The Weil-Steinberg character of finite classical groups

TL;DR

This paper analyzes the product of Weil and Steinberg characters in finite classical groups, revealing multiplicity properties and applications to subgroup restrictions, with new insights into modular representations and indecomposable summands.

Contribution

It computes irreducible constituents of Weil and Steinberg character products in classical groups, showing multiplicity freeness in certain cases and exploring modular representation aspects.

Findings

Product is multiplicity free for symplectic and unitary groups

Product is not multiplicity free for general linear groups

Restriction of Steinberg character to stabilizer subgroup is multiplicity free

Abstract

We compute the irreducible constitutents of the product of the Weil character and the Steinberg character in those finite classical groups for which a Weil character is defined, namely the symplectic, unitary and general linear groups.

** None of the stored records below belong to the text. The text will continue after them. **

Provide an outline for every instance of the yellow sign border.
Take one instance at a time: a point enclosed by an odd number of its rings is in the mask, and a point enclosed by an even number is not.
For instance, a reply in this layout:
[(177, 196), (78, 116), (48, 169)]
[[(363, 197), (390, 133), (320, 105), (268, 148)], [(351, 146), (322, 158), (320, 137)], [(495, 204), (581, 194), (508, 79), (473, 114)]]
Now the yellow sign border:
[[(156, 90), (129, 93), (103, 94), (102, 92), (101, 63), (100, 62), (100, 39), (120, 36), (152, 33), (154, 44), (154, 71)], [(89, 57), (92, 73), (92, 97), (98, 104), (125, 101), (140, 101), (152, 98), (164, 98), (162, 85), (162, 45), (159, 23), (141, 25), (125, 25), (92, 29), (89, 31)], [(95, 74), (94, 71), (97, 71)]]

It turns out that this product is multiplicity free for the symplectic and general unitary groups, but not for the general linear groups. As an application we show that the restriction of the Steinberg character of such a group to the subgroup stabilizing a vector in the natural module is multiplicity free. The proof of this result for the unitary groups uses an observation of Brunat, published as an appendix to our paper. As our "Weil character" for the symplectic groups in even characteristic we use the 2-modular Brauer character of the generalized spinor representation. Its product with the Steinberg character is the Brauer character of a projective module. We also determine its indecomposable direct summands.